Pfarrerin Ulrike Temme Foto: Kliniken Troisdorf

Eine große Lebensschule

von Anna Neumann

05.12.2025

Sie hat mehr als zwei Jahrzehnte Patient*innen in den GFO-Kliniken in Troisdorf seelsorglich begleitet. Jetzt geht Klinikseelsorgerin Ulrike Temme auf ihren Ruhestand zu.

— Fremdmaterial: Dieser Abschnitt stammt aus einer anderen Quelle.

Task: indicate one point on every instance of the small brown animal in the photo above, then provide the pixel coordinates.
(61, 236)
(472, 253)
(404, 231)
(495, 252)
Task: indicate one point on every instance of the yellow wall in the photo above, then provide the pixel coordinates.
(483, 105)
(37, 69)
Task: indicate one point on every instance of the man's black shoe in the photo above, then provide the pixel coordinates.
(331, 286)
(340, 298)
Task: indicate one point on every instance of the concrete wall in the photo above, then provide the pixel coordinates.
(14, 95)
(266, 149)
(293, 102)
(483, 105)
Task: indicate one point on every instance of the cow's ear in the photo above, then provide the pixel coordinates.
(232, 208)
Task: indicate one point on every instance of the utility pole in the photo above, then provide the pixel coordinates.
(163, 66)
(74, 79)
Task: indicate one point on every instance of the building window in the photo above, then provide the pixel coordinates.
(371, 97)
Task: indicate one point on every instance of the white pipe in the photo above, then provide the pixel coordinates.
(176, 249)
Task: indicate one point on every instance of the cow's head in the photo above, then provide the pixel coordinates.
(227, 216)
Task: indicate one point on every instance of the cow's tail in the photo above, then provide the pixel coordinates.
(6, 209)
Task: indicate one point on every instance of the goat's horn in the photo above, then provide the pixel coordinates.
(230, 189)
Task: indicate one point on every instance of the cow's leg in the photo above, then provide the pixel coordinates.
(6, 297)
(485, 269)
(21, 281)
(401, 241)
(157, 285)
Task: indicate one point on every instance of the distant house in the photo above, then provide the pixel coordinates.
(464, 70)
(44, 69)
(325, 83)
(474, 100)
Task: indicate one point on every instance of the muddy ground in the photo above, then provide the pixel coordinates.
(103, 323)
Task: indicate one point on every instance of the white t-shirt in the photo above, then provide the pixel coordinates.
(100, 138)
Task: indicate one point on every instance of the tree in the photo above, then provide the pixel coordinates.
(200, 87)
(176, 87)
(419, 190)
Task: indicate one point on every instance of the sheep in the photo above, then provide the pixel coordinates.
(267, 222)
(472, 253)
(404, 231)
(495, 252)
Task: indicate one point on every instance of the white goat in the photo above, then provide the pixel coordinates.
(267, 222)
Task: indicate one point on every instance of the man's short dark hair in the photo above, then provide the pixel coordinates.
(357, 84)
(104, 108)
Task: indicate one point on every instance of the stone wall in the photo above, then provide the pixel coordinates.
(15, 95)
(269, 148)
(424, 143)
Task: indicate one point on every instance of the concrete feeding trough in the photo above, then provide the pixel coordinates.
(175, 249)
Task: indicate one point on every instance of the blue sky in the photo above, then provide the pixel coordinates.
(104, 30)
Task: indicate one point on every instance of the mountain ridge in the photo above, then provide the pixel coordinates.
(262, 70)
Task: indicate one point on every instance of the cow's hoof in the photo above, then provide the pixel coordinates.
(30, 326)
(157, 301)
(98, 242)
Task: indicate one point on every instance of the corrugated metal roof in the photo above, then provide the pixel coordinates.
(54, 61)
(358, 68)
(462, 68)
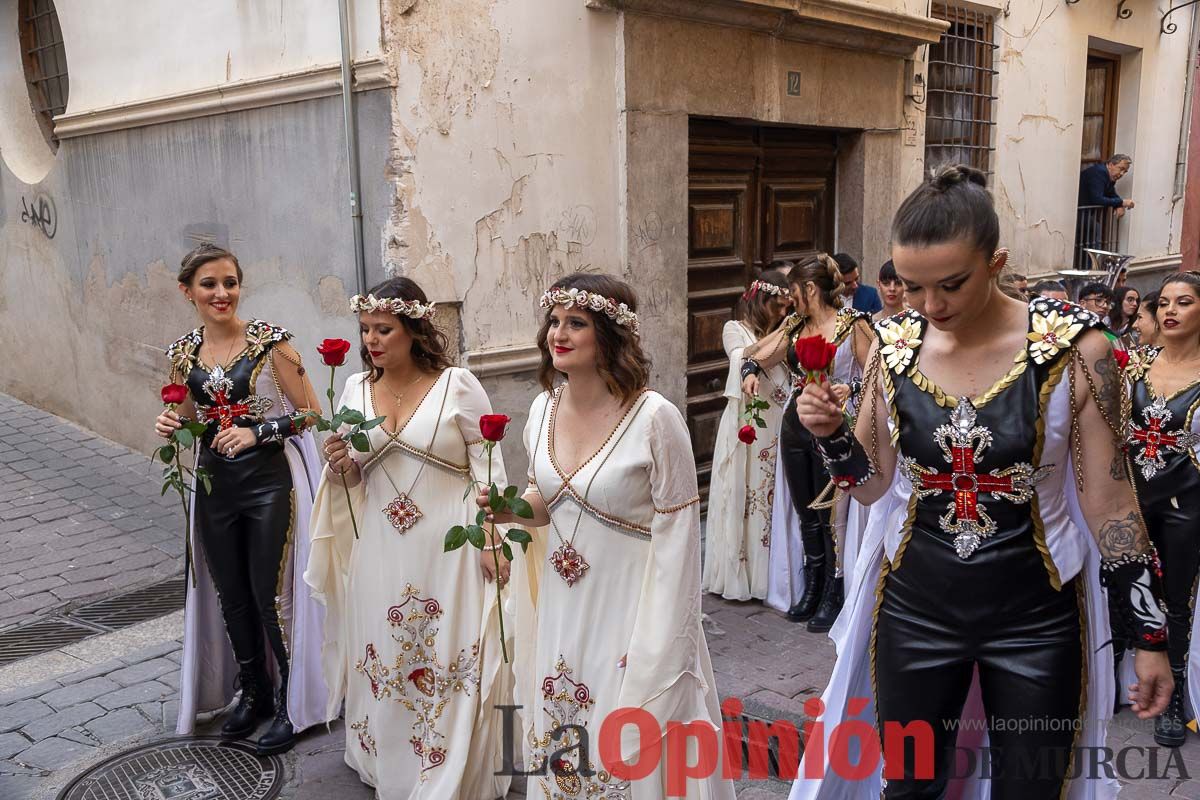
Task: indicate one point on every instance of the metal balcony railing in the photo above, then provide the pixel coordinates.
(1097, 227)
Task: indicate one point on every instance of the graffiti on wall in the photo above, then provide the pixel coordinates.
(40, 212)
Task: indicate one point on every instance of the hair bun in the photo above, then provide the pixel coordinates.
(951, 175)
(832, 268)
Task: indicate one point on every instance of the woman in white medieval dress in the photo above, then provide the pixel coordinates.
(807, 558)
(737, 541)
(613, 578)
(412, 639)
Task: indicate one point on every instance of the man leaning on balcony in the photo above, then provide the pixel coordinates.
(1098, 184)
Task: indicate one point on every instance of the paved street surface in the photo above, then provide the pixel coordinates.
(81, 518)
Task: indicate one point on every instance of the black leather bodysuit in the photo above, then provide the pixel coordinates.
(972, 585)
(1167, 475)
(244, 525)
(805, 474)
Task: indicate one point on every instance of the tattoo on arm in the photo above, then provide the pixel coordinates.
(1117, 470)
(1121, 537)
(1111, 390)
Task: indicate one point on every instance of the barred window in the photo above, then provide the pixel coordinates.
(46, 61)
(960, 92)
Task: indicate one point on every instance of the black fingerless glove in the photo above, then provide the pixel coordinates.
(750, 367)
(845, 458)
(1137, 588)
(276, 429)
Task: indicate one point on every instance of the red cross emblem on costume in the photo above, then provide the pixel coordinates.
(219, 386)
(964, 443)
(1155, 440)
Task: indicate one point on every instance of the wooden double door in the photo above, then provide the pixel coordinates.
(756, 196)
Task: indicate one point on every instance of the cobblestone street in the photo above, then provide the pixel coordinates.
(82, 518)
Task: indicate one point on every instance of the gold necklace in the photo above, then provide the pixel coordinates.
(401, 395)
(223, 365)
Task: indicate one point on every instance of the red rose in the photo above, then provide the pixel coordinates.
(174, 394)
(333, 352)
(815, 354)
(492, 426)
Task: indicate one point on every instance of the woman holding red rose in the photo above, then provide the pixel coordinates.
(738, 536)
(1164, 455)
(245, 382)
(412, 636)
(609, 591)
(826, 341)
(985, 447)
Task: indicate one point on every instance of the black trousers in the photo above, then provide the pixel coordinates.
(939, 619)
(1176, 535)
(807, 477)
(245, 529)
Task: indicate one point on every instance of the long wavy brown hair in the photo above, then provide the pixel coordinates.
(755, 310)
(430, 346)
(623, 365)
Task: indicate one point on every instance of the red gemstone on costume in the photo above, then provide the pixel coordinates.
(402, 512)
(569, 564)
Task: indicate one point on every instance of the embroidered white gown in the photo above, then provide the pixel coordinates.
(633, 513)
(737, 539)
(412, 637)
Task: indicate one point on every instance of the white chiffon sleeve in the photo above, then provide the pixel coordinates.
(468, 402)
(329, 559)
(665, 663)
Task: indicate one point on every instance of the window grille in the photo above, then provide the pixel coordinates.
(959, 120)
(46, 62)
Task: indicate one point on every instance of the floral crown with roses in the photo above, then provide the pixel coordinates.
(411, 308)
(762, 286)
(617, 312)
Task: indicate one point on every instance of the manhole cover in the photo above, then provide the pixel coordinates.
(133, 607)
(181, 769)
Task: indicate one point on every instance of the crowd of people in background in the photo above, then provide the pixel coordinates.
(743, 527)
(871, 477)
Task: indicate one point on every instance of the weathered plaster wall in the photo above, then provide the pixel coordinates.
(126, 52)
(1042, 60)
(85, 314)
(504, 164)
(676, 68)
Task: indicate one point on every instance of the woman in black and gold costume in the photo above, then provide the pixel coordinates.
(816, 287)
(1163, 440)
(249, 385)
(983, 470)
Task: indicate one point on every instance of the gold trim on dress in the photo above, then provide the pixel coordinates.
(550, 433)
(678, 506)
(1039, 533)
(283, 571)
(910, 521)
(1085, 671)
(417, 452)
(567, 488)
(885, 570)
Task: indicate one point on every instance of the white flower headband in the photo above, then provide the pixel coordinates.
(411, 308)
(617, 312)
(762, 286)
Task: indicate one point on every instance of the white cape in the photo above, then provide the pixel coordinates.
(1073, 552)
(208, 669)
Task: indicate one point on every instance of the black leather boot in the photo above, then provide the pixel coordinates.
(829, 607)
(814, 587)
(1170, 728)
(280, 737)
(255, 704)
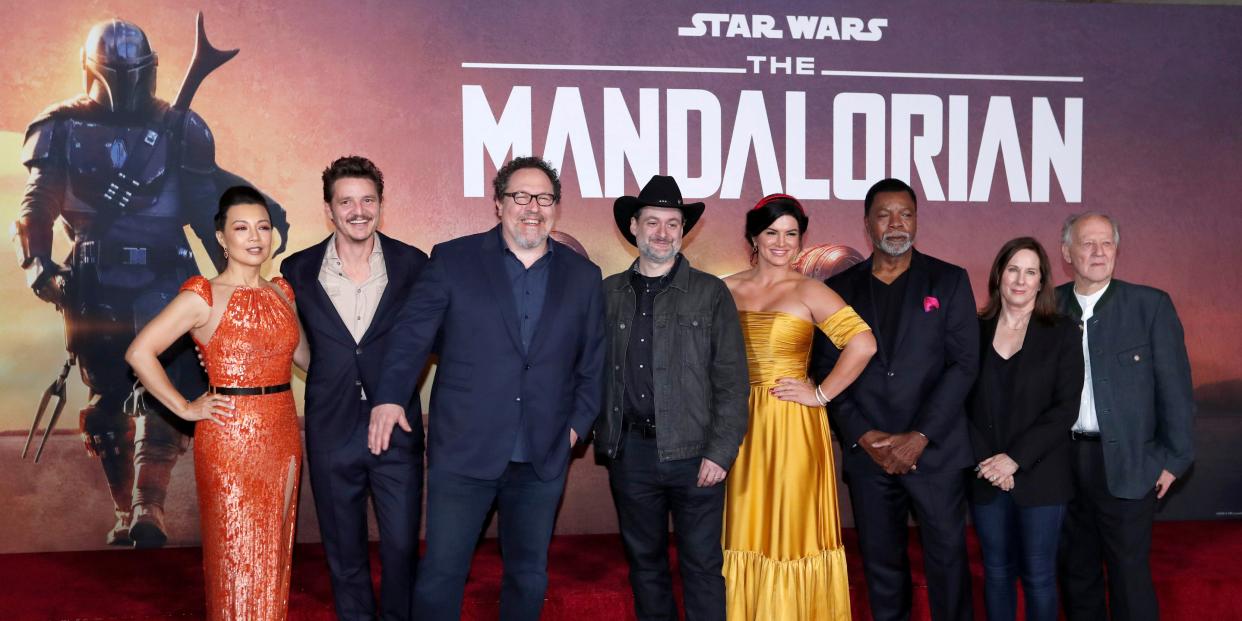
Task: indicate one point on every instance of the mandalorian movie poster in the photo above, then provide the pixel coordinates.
(123, 121)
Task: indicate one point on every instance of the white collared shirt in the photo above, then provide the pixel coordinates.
(1087, 420)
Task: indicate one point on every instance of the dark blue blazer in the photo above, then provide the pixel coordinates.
(339, 367)
(483, 375)
(923, 384)
(1140, 381)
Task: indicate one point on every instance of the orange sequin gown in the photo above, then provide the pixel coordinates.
(247, 471)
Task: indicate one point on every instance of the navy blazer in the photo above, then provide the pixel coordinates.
(1140, 380)
(339, 367)
(465, 296)
(1042, 407)
(923, 384)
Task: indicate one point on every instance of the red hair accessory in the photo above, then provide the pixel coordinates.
(771, 198)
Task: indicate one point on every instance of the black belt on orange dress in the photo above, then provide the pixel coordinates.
(249, 390)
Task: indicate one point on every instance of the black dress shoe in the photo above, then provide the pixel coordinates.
(147, 528)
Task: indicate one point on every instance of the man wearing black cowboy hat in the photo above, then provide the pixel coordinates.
(675, 407)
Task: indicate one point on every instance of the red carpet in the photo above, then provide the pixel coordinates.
(1195, 565)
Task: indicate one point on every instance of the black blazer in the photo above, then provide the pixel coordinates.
(923, 384)
(487, 386)
(339, 367)
(1043, 406)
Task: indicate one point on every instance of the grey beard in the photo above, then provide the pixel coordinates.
(894, 247)
(650, 255)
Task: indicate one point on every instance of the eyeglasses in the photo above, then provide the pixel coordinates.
(544, 200)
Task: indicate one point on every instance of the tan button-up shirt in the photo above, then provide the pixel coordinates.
(355, 302)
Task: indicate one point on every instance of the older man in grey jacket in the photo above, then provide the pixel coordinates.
(675, 407)
(1133, 436)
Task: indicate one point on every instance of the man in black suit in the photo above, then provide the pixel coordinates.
(348, 290)
(1133, 435)
(521, 327)
(902, 425)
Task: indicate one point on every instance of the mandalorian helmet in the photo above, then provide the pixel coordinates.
(118, 66)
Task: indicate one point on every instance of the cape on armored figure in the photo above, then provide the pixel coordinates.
(124, 172)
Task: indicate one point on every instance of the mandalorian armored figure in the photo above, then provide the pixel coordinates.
(124, 172)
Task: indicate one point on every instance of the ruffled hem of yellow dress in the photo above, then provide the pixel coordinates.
(760, 588)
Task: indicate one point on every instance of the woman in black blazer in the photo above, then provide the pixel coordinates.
(1021, 409)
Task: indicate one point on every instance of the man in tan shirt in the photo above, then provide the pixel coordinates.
(348, 290)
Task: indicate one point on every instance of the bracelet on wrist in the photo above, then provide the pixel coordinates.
(820, 398)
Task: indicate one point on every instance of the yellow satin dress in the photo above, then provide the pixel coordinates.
(783, 552)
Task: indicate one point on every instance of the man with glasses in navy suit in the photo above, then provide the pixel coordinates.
(519, 324)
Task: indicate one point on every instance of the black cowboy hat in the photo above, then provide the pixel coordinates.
(661, 191)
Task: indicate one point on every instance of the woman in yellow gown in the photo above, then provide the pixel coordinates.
(783, 552)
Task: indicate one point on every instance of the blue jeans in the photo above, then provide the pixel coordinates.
(456, 508)
(1019, 542)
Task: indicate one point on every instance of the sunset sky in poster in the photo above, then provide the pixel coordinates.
(319, 80)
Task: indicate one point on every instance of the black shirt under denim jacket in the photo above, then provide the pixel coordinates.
(699, 375)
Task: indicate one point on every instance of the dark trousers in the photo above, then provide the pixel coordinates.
(882, 504)
(1102, 529)
(456, 508)
(646, 491)
(1019, 542)
(340, 480)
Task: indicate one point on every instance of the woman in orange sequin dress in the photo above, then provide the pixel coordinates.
(783, 552)
(247, 448)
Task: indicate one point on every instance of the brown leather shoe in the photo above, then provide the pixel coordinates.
(119, 533)
(147, 528)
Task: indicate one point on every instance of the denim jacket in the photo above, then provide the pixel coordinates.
(701, 378)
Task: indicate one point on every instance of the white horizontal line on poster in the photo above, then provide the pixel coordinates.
(997, 77)
(599, 67)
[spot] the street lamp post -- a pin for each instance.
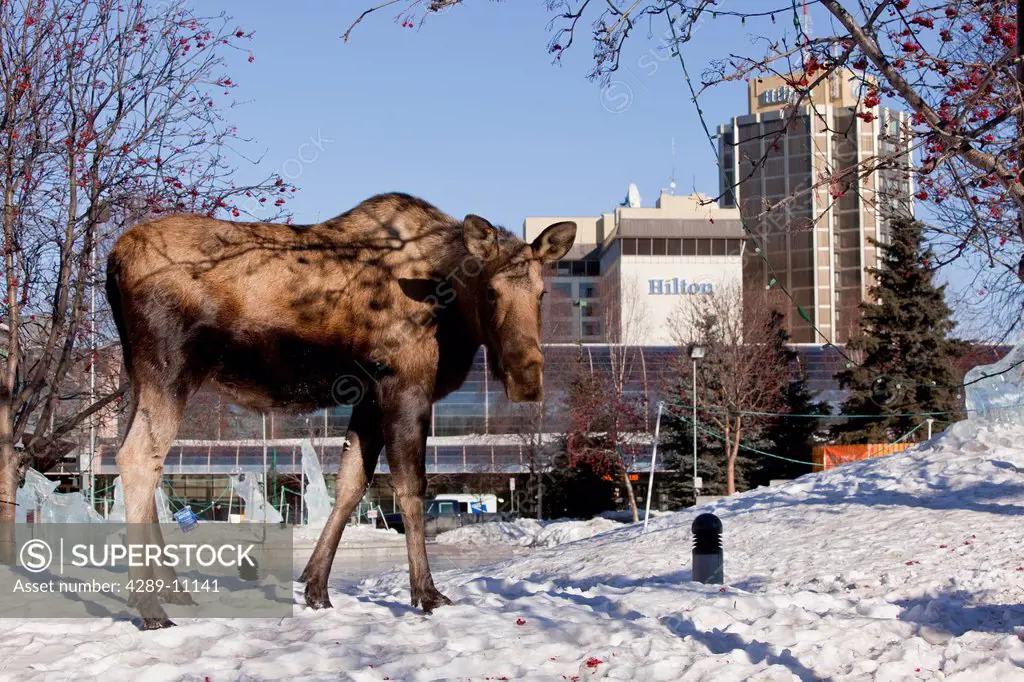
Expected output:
(696, 352)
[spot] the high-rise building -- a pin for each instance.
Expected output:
(635, 270)
(800, 177)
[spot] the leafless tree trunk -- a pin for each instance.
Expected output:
(745, 368)
(99, 107)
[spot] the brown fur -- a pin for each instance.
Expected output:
(392, 298)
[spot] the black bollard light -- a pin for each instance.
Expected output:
(708, 559)
(249, 569)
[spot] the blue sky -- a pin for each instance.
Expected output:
(466, 111)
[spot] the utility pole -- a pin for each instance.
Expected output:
(1020, 123)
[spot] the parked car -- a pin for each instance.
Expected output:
(446, 512)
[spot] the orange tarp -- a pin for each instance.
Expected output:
(829, 457)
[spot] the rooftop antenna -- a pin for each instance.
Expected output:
(807, 29)
(672, 180)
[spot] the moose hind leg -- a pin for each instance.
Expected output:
(140, 461)
(407, 420)
(357, 463)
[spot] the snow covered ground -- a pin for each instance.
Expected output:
(908, 567)
(527, 533)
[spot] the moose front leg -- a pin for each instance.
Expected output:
(407, 421)
(357, 463)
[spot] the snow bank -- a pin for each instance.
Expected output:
(906, 567)
(526, 533)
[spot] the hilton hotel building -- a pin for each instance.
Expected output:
(817, 245)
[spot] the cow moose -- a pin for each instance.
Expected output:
(389, 302)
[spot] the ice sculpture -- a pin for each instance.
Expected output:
(995, 391)
(69, 508)
(118, 510)
(316, 500)
(48, 507)
(31, 496)
(249, 486)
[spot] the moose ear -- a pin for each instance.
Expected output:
(479, 237)
(554, 242)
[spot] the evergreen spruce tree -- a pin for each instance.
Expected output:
(902, 342)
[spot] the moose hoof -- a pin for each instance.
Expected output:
(157, 624)
(180, 598)
(316, 598)
(432, 600)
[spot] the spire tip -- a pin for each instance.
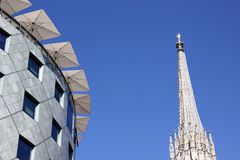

Ende Januar endet der Dienst der evangelischen Theologin, die seit 2002 im St. Josef Hospital in Troisdorf und im St. Johanneskrankenhaus in Sieglar arbeitet. Dazu gehört auch die in separatem Gebäude untergebrachte Psychiatrie. Sie liebe die unmittelbare Nähe zu den Menschen und die Offenheit und das Vertrauen ihrer Patient*innen, ihr alles sagen zu können, auch lange Unausgesprochenes, sagt Ulrike Temme, deren Arbeit Verschwiegenheit unterliegt.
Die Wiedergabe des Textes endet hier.